On normal weekdays in the archipelago traffic the express ships Valö and Rivö go to Vrångö. Ylva traffics to Styrsö Tången and Brannö Husvik, and through a few turns to Vrångö and some trips to Brännö Rödsten. Vesta traffics on mostly the same routes as Ylva. Silvertärnan traffics to Brännö Rödsten with some trips to Styrsö Tången, Brännö Husvik and Vrångö. Fröja and Vipan are reserve ships in case some ship is on the dock or cannot traffic for some other reason. Fröja is often used in place of the express ships, as she is larger and better suited for daily archipelago traffic, but still slower than the express ships. She has some trips of her own in both summer and winter. Vipan is older and narrower, but faster, so she is often used to replace the express ships. Vipan has trips of her own in summer, but in winter she is only a reserve ship for the express ships, without trips of her own. If there is need, Skarven, who has trafficked in the archipelago for 37 years from 1981 to 2018, can be moved to the archipelago. Skarven is used every year as reinforcement and can even travel under ice periods when the express ships cannot travel. As Skarven is made of aluminium she goes back to the river when the ice in the archipelago becomes too difficult for her to move in. In winter, Skarven is mostly used as a reserve ship for Älvsnabben.
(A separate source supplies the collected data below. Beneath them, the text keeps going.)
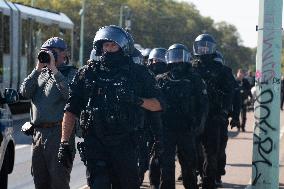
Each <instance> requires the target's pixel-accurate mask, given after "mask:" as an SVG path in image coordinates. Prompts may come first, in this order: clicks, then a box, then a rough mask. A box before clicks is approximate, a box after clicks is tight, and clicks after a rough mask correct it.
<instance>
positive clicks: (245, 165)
mask: <svg viewBox="0 0 284 189" xmlns="http://www.w3.org/2000/svg"><path fill="white" fill-rule="evenodd" d="M227 165H229V166H233V167H251V164H243V163H235V164H231V163H227Z"/></svg>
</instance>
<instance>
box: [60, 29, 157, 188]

Traffic on the river is handled by both Älvsnabben and cost-free commuter ships. Älvsnabben 4 and 5 usually handle the Älvsnabben traffic, with Älvsnabben 3 and Skarven as reserve ships. One of them starts at Klippan, the other at Lilla Bommen. Älvsnabben has traffic nearly throughout the day. The ships travel in the morning, in the day and in late evenings both on weekdays and on weekends. There is even a cost-free commuter line which only traffics on weekdays between Stenpiren and Lindhomspiren, on Älveli and Älvrfida. Älv-Vira is sometimes used as a reserve ship. The line is trafficked between morning and early evening.